In the early nineties I became a public radio listener and eventually, a member. One show, Fresh Air, originated from WHYY in Philly. It was at the end of the program, during the credits, that I heard the name, "Ron Barron." I called and it was him! The guy from college. I told him I had this radio recording from high school. I still haven’t sent it…


 
Hi Eddie,

This is Jerry Wesner.  I was tooling around on the web and came across your website.  I really enjoyed reading about your career.  Your life so far has been quite interesting and very adventuresome. 

The trip down memory lane that you provided on the Radioretro was great.  I remember that trip to New York City very well.  I recall that you were the "D.J." who provided the entertainment on the bus ride.  I remember the recording booths on the top of the E.S.B. but I can't say I actually remember making that recording, although after listening to it, I have no doubt that it was me on the 
record.(I recall the "Top Wap" business) 

I remember that a few of the girls (can't remember their names) also made a recording up there and Joe Rossi (Bonzo) grabbed it out of one of their hands and tossed it of the 86th floor (between the bars).

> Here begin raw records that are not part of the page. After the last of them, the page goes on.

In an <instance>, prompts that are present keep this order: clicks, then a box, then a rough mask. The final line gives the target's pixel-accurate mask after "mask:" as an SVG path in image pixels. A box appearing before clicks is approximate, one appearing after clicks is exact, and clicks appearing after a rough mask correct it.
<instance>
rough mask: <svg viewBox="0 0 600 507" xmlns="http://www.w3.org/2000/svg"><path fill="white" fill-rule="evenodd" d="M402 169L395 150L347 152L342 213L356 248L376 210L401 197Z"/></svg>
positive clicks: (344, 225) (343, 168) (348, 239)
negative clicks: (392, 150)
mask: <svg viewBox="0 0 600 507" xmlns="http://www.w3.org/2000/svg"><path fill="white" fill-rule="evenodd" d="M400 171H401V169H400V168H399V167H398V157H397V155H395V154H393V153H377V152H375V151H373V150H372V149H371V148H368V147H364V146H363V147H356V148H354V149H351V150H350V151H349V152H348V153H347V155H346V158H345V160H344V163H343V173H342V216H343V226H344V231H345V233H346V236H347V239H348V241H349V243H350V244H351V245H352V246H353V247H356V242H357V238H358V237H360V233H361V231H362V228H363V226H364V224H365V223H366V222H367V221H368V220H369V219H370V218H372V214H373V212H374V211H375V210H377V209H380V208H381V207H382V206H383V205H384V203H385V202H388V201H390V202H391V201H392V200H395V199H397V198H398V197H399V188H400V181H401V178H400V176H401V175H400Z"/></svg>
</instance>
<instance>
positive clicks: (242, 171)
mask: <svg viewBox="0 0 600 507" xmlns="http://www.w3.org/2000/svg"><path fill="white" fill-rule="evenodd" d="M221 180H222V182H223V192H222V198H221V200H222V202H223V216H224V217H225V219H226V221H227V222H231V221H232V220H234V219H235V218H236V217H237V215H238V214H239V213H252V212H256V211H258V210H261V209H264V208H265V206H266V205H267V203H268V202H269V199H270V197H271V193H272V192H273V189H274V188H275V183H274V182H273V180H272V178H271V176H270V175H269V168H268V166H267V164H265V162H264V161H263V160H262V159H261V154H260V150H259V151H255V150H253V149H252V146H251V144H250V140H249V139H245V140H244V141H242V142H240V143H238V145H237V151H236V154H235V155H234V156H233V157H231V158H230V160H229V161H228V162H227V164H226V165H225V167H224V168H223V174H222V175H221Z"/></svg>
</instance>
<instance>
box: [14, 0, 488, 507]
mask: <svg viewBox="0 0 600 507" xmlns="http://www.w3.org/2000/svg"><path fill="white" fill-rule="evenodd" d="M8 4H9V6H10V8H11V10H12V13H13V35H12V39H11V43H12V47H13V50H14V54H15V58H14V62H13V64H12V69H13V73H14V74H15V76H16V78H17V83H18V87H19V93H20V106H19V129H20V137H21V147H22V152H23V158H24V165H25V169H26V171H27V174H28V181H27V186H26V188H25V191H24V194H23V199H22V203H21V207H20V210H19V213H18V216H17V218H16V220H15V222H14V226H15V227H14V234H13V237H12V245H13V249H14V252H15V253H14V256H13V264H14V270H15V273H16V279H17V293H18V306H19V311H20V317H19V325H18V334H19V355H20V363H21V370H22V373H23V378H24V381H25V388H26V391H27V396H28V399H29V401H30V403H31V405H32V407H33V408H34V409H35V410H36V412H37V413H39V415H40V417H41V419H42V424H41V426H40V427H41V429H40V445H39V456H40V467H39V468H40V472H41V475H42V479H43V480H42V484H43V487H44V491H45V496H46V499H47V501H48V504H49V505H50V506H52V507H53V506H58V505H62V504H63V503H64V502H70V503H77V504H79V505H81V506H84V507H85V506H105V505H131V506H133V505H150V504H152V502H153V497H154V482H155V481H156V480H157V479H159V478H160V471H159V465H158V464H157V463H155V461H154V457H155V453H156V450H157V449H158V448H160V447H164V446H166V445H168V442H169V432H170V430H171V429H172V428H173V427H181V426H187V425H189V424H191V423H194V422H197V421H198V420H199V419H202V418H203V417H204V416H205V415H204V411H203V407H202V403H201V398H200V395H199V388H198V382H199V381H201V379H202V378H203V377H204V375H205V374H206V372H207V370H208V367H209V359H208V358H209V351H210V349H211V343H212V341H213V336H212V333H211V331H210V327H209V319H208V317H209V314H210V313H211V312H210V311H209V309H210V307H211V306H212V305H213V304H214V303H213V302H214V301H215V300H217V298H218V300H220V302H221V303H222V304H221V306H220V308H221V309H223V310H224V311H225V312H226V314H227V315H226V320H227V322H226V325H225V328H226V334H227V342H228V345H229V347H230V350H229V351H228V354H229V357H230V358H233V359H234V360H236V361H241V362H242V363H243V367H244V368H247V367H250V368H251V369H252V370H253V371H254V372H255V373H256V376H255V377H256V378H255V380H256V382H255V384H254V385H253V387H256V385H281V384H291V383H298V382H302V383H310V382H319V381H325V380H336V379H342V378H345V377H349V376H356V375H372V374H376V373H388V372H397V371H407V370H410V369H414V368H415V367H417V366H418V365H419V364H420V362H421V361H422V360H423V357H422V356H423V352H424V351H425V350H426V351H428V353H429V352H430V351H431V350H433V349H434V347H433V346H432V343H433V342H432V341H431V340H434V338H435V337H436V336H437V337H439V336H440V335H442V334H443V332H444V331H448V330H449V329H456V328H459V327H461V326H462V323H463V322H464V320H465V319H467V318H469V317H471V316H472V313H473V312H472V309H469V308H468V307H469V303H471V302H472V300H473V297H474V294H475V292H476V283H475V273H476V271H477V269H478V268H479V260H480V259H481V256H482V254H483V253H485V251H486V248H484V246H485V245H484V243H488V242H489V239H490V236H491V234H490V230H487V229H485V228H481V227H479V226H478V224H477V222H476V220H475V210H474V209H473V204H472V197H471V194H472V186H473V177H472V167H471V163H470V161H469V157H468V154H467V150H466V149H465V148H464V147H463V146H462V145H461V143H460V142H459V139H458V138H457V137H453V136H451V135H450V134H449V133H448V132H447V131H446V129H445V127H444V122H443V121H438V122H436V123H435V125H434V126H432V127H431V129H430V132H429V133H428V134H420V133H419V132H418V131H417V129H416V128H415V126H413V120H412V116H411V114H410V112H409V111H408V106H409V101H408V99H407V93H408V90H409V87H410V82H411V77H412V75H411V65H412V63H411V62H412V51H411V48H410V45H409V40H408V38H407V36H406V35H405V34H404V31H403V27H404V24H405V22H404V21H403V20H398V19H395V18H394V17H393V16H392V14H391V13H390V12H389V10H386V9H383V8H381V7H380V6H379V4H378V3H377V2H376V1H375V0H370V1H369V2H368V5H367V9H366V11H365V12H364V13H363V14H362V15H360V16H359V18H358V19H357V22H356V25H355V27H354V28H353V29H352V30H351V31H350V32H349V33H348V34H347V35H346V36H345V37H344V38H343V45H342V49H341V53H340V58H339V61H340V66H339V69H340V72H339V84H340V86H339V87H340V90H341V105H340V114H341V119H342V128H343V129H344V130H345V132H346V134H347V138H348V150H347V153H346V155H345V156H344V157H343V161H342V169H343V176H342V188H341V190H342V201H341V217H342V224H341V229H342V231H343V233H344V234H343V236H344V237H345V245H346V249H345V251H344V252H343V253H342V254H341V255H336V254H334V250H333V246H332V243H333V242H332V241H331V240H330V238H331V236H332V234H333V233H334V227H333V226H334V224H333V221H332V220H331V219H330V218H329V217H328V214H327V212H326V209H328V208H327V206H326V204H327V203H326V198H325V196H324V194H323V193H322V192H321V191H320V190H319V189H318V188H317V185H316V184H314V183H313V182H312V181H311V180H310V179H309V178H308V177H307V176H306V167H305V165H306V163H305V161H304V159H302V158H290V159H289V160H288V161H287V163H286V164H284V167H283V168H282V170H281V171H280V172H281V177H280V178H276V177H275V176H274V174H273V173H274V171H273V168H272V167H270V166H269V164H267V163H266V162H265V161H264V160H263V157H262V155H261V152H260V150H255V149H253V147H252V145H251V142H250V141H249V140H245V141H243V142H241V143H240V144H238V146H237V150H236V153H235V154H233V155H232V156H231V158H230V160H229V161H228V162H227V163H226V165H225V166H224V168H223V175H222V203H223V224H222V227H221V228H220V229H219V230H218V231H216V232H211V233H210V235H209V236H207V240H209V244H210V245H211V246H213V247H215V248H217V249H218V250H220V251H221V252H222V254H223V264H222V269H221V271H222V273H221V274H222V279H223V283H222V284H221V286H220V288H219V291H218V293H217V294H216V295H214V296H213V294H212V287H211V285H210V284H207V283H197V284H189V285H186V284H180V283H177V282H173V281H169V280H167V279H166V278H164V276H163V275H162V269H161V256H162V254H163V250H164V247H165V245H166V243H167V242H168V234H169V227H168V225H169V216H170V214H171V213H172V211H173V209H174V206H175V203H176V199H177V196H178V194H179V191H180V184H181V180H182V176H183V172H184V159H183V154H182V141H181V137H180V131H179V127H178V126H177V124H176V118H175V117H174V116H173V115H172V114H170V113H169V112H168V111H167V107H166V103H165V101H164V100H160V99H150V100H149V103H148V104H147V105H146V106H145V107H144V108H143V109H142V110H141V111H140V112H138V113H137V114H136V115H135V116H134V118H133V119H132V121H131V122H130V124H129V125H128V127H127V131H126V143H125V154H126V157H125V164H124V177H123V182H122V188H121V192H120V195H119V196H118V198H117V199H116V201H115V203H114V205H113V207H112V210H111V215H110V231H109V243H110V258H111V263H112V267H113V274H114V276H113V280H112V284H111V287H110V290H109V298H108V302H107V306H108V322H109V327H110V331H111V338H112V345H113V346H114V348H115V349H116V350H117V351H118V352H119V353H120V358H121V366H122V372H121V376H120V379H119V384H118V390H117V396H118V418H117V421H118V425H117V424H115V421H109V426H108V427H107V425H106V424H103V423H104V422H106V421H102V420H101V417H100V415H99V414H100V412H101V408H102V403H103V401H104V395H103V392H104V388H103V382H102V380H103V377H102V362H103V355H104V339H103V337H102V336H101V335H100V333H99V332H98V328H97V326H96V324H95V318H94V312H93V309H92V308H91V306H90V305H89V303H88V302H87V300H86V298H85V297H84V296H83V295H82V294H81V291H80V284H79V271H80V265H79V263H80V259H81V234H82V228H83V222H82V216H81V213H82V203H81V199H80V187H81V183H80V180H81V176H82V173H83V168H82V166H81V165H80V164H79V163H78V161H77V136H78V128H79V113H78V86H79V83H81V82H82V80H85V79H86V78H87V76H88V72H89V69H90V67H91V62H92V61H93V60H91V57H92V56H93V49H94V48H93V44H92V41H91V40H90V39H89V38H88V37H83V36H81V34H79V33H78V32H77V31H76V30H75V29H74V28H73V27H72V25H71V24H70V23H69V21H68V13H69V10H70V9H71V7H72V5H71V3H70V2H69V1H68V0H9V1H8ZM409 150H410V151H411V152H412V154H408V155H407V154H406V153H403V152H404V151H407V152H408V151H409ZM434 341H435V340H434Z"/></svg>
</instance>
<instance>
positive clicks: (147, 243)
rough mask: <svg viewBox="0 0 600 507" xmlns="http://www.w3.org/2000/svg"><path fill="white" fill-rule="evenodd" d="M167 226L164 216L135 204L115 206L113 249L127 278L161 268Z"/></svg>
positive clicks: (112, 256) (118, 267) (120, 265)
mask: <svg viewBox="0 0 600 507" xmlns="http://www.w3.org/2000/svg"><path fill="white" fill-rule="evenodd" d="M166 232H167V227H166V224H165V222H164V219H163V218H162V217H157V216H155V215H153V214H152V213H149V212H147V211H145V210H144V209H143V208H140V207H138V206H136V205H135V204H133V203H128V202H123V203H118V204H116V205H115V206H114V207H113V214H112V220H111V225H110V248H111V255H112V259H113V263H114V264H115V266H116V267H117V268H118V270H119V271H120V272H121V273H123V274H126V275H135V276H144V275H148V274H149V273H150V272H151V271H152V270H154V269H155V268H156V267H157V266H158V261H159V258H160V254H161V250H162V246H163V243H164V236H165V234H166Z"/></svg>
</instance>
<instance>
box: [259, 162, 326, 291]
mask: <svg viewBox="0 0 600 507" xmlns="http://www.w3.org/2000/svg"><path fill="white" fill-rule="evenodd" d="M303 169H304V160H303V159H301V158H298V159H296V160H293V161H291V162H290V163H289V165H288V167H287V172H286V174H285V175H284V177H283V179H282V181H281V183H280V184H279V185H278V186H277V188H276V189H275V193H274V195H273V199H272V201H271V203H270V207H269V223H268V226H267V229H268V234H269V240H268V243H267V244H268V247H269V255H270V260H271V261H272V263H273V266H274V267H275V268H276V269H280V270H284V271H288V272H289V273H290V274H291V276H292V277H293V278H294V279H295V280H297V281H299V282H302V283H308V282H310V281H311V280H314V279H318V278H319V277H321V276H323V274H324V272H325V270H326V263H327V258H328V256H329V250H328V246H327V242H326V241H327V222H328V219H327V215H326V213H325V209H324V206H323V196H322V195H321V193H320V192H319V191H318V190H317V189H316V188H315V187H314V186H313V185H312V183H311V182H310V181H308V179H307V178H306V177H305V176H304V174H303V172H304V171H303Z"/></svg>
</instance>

Sorry about the Italian ethnic slurs and all that other nonsense. When I look back on those days I think that I kind of put up a protective shield by developing a "best defense is a good offense" philosophy.  I have a 3 year old son now ( I'm a late starter in that department, most of my friends have kids who are in high school and college) and I  hope that I can use some of my experiences from those days to teach him how to handle peer pressure.

I have kept in touch with a few of the St. Matt's class of '69.  Last weekend I attended the wedding of Joe Corcoran. Mike Beck and Ron Cupich were also there.

I have been living for the last 12 years in Glen Mills, Pa. It is between Media and West Chester if you are familiar with that area.

Anyway, once again, I really enjoyed reading about your travels and experiences.  Maybe we will run into each other at a reunion someday.  Good luck with the business in St. Paul.